Tuesday, August 12, 2014
New York State Department of Education just released "Parents' Bill of Rights for Data Privacy and Security." It is based on the U.S. Department of Education's "Model Notification of Rights." In essence, it is a reiteration of the rights contained in the Family Educational Rights and Privacy Act. The document, however, came with a certain amount of fanfare given the recent concerns over data privacy.
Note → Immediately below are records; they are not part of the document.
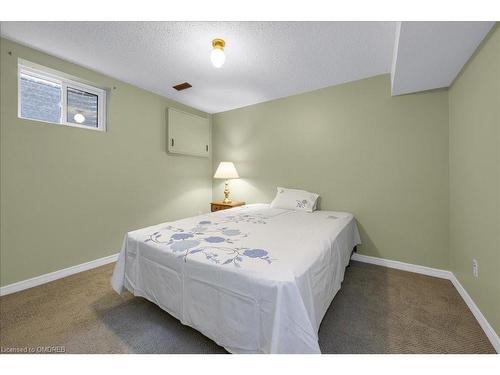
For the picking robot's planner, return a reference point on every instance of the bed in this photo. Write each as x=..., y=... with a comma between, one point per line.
x=254, y=279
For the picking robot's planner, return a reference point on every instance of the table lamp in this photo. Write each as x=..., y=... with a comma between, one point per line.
x=227, y=171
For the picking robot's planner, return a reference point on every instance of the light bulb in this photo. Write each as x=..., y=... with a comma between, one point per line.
x=218, y=57
x=79, y=118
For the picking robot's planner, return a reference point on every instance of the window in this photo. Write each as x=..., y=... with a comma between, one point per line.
x=54, y=97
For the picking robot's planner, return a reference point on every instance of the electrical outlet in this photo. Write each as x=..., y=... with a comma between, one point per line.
x=475, y=268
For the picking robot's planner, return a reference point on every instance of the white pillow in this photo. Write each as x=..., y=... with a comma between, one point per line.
x=293, y=199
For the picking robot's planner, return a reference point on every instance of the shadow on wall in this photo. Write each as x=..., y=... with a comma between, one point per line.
x=367, y=246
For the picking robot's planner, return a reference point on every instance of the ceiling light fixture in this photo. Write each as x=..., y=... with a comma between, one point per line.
x=217, y=56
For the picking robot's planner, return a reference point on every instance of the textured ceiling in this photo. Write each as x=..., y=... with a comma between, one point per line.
x=264, y=60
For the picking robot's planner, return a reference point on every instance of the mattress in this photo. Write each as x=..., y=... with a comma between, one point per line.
x=254, y=279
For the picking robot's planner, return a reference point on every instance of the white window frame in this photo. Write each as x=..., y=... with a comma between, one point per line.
x=65, y=81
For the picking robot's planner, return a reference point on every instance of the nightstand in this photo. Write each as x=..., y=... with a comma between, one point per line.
x=219, y=205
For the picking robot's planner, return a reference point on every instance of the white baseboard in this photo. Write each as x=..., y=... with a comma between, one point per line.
x=443, y=274
x=435, y=272
x=42, y=279
x=485, y=325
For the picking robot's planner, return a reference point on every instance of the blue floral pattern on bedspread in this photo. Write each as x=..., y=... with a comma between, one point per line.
x=216, y=240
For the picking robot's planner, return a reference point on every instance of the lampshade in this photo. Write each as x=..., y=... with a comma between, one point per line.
x=226, y=170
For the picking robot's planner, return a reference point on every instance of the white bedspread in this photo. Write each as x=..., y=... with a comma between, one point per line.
x=254, y=279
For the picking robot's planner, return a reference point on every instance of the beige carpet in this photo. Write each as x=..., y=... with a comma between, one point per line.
x=378, y=310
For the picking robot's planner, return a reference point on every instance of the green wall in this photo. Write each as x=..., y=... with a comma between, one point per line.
x=474, y=102
x=383, y=158
x=69, y=195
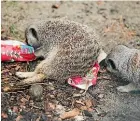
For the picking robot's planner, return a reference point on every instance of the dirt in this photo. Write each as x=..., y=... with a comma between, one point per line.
x=115, y=22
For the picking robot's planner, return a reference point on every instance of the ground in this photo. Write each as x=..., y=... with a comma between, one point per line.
x=115, y=22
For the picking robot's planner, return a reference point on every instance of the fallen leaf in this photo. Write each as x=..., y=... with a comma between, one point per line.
x=23, y=100
x=6, y=88
x=79, y=102
x=83, y=108
x=56, y=6
x=88, y=103
x=70, y=114
x=19, y=117
x=52, y=106
x=15, y=109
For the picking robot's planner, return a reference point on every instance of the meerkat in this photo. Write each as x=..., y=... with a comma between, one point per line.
x=68, y=48
x=125, y=63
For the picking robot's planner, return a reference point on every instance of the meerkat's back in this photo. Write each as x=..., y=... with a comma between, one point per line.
x=69, y=48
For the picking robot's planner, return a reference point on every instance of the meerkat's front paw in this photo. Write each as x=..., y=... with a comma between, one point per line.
x=24, y=74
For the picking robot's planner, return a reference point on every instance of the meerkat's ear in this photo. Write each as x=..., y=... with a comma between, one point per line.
x=31, y=35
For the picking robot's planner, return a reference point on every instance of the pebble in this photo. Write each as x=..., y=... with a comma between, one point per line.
x=36, y=92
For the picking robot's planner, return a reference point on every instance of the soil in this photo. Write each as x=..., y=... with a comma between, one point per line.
x=115, y=22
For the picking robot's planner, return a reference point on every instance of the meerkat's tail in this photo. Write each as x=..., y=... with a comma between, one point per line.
x=35, y=79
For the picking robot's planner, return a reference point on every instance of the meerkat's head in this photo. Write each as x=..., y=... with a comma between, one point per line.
x=116, y=58
x=32, y=37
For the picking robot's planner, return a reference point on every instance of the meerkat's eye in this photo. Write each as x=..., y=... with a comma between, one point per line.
x=111, y=64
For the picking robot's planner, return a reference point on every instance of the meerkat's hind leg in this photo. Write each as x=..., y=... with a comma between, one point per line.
x=25, y=74
x=34, y=79
x=101, y=56
x=128, y=88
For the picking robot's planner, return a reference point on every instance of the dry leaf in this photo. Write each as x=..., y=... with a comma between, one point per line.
x=83, y=108
x=70, y=114
x=56, y=6
x=15, y=109
x=79, y=102
x=6, y=88
x=52, y=106
x=19, y=117
x=4, y=115
x=88, y=103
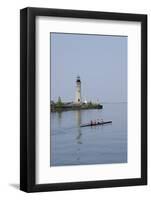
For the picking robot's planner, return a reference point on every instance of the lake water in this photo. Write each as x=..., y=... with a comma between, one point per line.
x=72, y=145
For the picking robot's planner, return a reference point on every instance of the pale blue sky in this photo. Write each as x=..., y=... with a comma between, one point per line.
x=100, y=61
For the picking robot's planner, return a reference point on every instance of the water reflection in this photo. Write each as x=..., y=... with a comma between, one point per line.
x=73, y=145
x=79, y=134
x=78, y=122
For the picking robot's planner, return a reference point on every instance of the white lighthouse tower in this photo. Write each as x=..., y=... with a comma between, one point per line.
x=78, y=99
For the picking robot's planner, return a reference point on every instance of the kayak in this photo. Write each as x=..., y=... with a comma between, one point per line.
x=97, y=124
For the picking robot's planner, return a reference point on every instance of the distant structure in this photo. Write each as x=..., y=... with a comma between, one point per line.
x=78, y=99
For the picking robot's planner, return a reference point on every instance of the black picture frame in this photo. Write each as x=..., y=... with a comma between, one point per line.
x=28, y=99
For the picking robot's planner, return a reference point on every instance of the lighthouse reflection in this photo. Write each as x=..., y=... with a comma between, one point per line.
x=78, y=121
x=79, y=135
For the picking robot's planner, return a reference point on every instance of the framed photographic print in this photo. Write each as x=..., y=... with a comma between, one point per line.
x=83, y=99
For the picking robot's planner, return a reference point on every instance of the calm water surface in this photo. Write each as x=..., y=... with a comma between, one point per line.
x=72, y=145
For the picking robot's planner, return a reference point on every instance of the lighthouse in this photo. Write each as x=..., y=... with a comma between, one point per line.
x=78, y=99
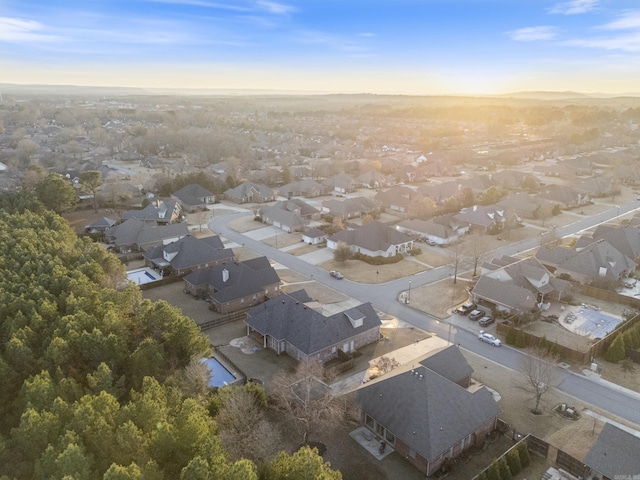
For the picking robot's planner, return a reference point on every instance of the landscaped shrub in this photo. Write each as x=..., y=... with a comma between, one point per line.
x=378, y=260
x=505, y=473
x=521, y=339
x=493, y=473
x=615, y=352
x=513, y=459
x=523, y=453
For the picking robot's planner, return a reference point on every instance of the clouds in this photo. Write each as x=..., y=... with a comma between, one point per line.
x=17, y=30
x=574, y=7
x=532, y=34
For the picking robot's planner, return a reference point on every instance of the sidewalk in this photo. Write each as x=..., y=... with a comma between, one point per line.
x=591, y=375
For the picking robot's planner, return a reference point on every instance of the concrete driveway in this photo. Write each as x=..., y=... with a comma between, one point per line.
x=317, y=257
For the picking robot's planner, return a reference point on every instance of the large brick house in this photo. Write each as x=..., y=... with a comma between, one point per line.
x=428, y=410
x=234, y=286
x=296, y=325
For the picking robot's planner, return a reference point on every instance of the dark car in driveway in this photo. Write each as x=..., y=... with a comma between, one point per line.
x=486, y=320
x=466, y=308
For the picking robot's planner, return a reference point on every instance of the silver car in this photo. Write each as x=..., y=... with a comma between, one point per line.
x=487, y=337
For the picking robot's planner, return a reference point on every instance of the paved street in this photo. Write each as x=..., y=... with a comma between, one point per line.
x=385, y=297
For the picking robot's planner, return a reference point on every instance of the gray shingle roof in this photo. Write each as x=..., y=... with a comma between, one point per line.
x=374, y=236
x=191, y=252
x=139, y=232
x=250, y=277
x=615, y=453
x=192, y=194
x=450, y=363
x=426, y=410
x=288, y=318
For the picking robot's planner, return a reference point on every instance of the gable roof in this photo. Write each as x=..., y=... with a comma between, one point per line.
x=157, y=211
x=448, y=362
x=139, y=232
x=600, y=258
x=190, y=252
x=614, y=453
x=289, y=318
x=426, y=410
x=241, y=279
x=192, y=194
x=374, y=236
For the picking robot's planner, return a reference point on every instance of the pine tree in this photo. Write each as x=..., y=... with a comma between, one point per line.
x=615, y=352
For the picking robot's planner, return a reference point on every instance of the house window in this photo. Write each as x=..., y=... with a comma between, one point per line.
x=369, y=422
x=390, y=437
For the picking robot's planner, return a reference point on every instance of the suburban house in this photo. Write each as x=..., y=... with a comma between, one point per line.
x=487, y=219
x=624, y=239
x=596, y=187
x=397, y=198
x=512, y=285
x=98, y=227
x=296, y=325
x=526, y=205
x=348, y=208
x=194, y=197
x=290, y=215
x=340, y=183
x=162, y=212
x=250, y=192
x=600, y=259
x=138, y=235
x=565, y=196
x=613, y=455
x=373, y=179
x=304, y=188
x=441, y=230
x=314, y=236
x=188, y=254
x=375, y=239
x=234, y=286
x=439, y=192
x=427, y=410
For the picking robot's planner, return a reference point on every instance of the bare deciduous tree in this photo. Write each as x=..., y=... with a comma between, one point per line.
x=539, y=371
x=306, y=399
x=243, y=429
x=455, y=252
x=479, y=245
x=342, y=252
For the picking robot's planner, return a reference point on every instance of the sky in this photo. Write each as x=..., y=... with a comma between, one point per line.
x=412, y=47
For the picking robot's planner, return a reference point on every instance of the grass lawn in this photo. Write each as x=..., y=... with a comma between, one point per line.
x=362, y=272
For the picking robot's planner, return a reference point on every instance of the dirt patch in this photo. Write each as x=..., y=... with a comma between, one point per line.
x=244, y=224
x=577, y=437
x=283, y=239
x=613, y=372
x=362, y=272
x=304, y=249
x=439, y=298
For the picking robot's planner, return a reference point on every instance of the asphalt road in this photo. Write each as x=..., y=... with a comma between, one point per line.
x=385, y=298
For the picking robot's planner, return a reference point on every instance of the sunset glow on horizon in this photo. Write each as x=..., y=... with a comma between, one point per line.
x=428, y=47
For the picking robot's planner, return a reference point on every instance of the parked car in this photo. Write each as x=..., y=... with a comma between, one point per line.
x=488, y=338
x=486, y=320
x=466, y=308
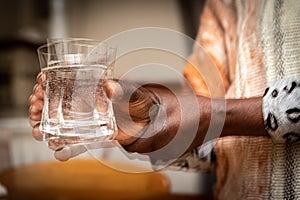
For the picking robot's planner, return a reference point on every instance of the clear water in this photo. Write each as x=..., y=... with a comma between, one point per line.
x=75, y=104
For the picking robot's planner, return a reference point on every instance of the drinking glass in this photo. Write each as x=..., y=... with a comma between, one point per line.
x=76, y=108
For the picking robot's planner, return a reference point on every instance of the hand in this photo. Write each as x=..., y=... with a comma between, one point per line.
x=135, y=108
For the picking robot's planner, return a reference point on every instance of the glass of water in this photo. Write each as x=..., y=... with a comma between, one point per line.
x=76, y=108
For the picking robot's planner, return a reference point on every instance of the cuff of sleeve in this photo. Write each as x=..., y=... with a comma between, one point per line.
x=281, y=110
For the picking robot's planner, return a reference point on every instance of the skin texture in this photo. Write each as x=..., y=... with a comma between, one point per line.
x=243, y=117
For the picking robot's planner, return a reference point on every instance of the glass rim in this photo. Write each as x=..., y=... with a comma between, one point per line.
x=59, y=40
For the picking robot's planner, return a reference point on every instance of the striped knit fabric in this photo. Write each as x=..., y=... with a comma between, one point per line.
x=252, y=43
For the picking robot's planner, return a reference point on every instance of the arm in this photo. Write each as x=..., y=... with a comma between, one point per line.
x=242, y=117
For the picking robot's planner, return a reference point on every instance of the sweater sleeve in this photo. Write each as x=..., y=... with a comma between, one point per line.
x=281, y=110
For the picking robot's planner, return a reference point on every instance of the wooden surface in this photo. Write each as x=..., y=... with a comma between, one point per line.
x=84, y=180
x=81, y=179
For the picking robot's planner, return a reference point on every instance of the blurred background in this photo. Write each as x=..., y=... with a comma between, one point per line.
x=26, y=24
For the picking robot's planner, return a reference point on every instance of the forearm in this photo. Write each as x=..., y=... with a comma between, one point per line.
x=228, y=117
x=244, y=118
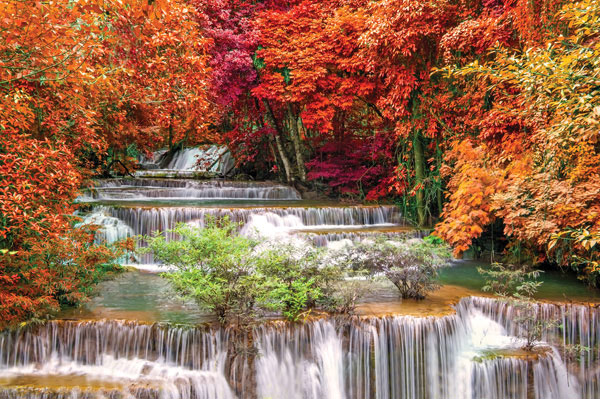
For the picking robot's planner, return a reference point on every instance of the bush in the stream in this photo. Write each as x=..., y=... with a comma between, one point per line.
x=517, y=286
x=299, y=278
x=234, y=276
x=411, y=265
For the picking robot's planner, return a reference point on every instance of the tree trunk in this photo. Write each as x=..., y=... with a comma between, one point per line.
x=284, y=159
x=439, y=166
x=420, y=176
x=293, y=123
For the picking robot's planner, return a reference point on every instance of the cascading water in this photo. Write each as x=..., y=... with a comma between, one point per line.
x=211, y=160
x=171, y=189
x=468, y=355
x=473, y=354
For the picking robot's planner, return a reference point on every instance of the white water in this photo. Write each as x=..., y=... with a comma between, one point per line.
x=213, y=159
x=469, y=355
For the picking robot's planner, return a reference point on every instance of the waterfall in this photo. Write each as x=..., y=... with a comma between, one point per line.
x=209, y=159
x=145, y=220
x=467, y=355
x=111, y=229
x=157, y=189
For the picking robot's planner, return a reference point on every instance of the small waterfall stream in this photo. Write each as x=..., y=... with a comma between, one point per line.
x=468, y=355
x=472, y=354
The reiterated rights include the right to
- inspect and review a student's records
- request corrections of inaccurate information in the records
- prevent disclosure of personal records to third parties
- refuse to let the school include a student in it directories
- file a complaint with the U.S. Department of Education for violations of the Act
At the risk of sounding grumpy, it strikes me as preposterous to use the term "Bill of Rights" in regard to this document, even though it is qualified by "Privacy." As a basic descriptive term, bill of rights is fitting enough, but "Bill of Rights" is rarely invoked descriptively. Most often, it is used to liken a document to the broad, fundamental rights included in the first eight amendments of the U.S. Constitution. In that respect, it is meant to declare something monumental.While important, these privacy rights are not equivalent to constitutional rights. They are primarily procedural, cannot be enforced in court, and do nothing to affect the education delivered to students. Labeling this privacy document a bill of rights is even more of an affront when one considers all of the the education rights that could or should be in a bill of rights, but which are not: funding, equal opportunity, teacher quality, teacher rights, discipline, etc. If students constitutional rights to education were already being fully enforced, the articulation of new bills of rights would raise few concerns. Unfortunately, that is not the case.